Fall Update/Reckoning (1/2)


Well, well… just when it seemed this blog was utterly dormant…

We have been quite busy since our last post in, er, February, too busy to post it seems. I thought I’d write a longish update on where we’ve been and in my next post, talk about where we’re going with this project.

Since the last post on building solidarity in academic librarianship, we have not held any further teach-ins or workshops. We got pulled into a whirlwind of writing about this project and decided to go with it. This work helped clarify our principles and goals, and the new research we were doing helped to productively complicate the project as well. And of course simultaneously we’ve been watching the ongoing mayoral drama in our city, the education problems in our province and also in Quebec, the ongoing devastation at Library and Archives Canada, and various efforts to resist austerity across the world. We live in interesting times.

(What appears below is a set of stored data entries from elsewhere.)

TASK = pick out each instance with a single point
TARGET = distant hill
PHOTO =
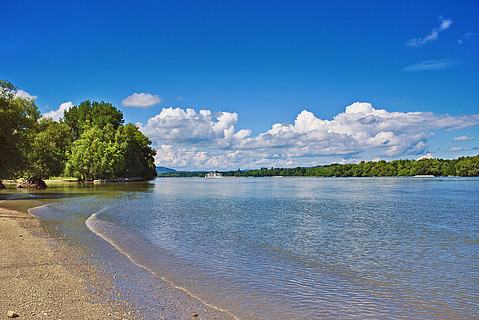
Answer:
(164, 170)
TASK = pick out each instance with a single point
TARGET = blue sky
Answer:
(274, 78)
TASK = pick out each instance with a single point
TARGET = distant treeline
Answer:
(461, 167)
(89, 142)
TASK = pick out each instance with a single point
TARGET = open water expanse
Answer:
(291, 248)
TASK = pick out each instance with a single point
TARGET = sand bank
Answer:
(41, 277)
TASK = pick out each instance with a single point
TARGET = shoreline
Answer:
(43, 277)
(37, 282)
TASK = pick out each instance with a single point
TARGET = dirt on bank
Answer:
(41, 281)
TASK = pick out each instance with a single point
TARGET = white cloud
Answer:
(57, 114)
(427, 156)
(207, 140)
(463, 138)
(432, 65)
(433, 35)
(142, 100)
(25, 95)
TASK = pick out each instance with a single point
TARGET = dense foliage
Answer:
(89, 142)
(461, 167)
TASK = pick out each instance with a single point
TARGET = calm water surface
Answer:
(294, 248)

Anyway, in the last seven months or so in regards to this particular project we:

1) Wrote a book chapter for a new Library Juice Press book called Information Literacy for Social Justice:Radical Professional Praxis (eds Shana Higgins and Lua Gregory). The book will be out in Spring 2013 and we’ll share a link to the book chapter at that time. We’re really pleased with how this thing turned out… we did a bunch of reading and thinking about neoliberalism and how it impacts our work as librarians, as well as trying to describe the Occupy your Mind event as the exact sort of IL activity that might disrupt our otherwise techno-managerial positions within the academy and open the possibility of meaningful dialogue and community building in and out of our ivory towers. The chapter is called “The Public Academic Library: Creating Friction in the Teflon Funnel.” Subsequently, we’ve been thinking and talking amongst ourselves about how to bring the public-ness back into the academic library, both in terms of opening access to our collections, but also in terms of being a community reference and referral resource for student/faculty needs beyond the academic. And while thinking about the public library and the academic library, we also found ourselves out walking the line with our striking colleagues at the Toronto Public Library, and writing frustrated letters to the mayor.

2) Presented locally at our institution’s annual information literacy retreat. This was reasonably well-received, although we were a little puzzled by evaluations of our session which rated our presentation highly  but struggled to see how our work related to information literacy at all. Wondering if we need to do more internal professional development about more robust understandings of IL, or if we should just devote a post to clarifying the issue on this blog? If, hypothetically, there were readers of this blog, would they also desire such clarification?

3) I wrote an article with Mita Williams for Access: The Magazine of the Ontario Library Association on “Social Justice Librarianship for the 21st Century.” I’ll put in a link when it comes online. The article wasn’t about the project per se, but it rests on the same political/theoretical foundation.

4) Patti presented our work nationally at WILU in Edmonton in May on a panel with Richard Hayman and Amanda Wakaruk. See the slides here. The panel was called “Using our Voice:Bringing a Socially Conscious Approach to Information Literacy Practice.” There were a lot of people there, approximately 55-60; it was rumoured to be one of the best attended sessions of the conference. I was sad to miss it, but I was presenting at another conference on another pet research project. I took a peek at their session evaluations afterwards and they were almost uniformly glowing and the word “inspiring” was used a lot…so I hope that other librarians/libraries take up the gauntlet this year and offer similar programming in their libraries and in so doing – inspire us as well. (And congrats to Patti, Amanda and Richard!)

5) And lastly, while it’s not exactly tied to this project, I think it’s relevant, or at least in the ballpark, that we got involved in the formation of a local node of the PLG. The PLGGTA to be exact. Good things are coming out of there already.

We were also really excited to be credited as the inspiration for a great research guide out of McGill on the Quebec student movement. And our own Occupy subject guide was linked to here and, very excitingly, here.

This project is not dead! Or even dormant (unlike this blog). Time for some praxis though… to be outlined in our next post. In the meantime, a couple of things we’ve been reading:

A Brief History of Neoliberalism by David Harvey

The Combustible Campus – Enda Brophy

Bare pedagogy and the scourge of neoliberalism: Rethinking higher education as a democratic public sphere. – Henry Giroux.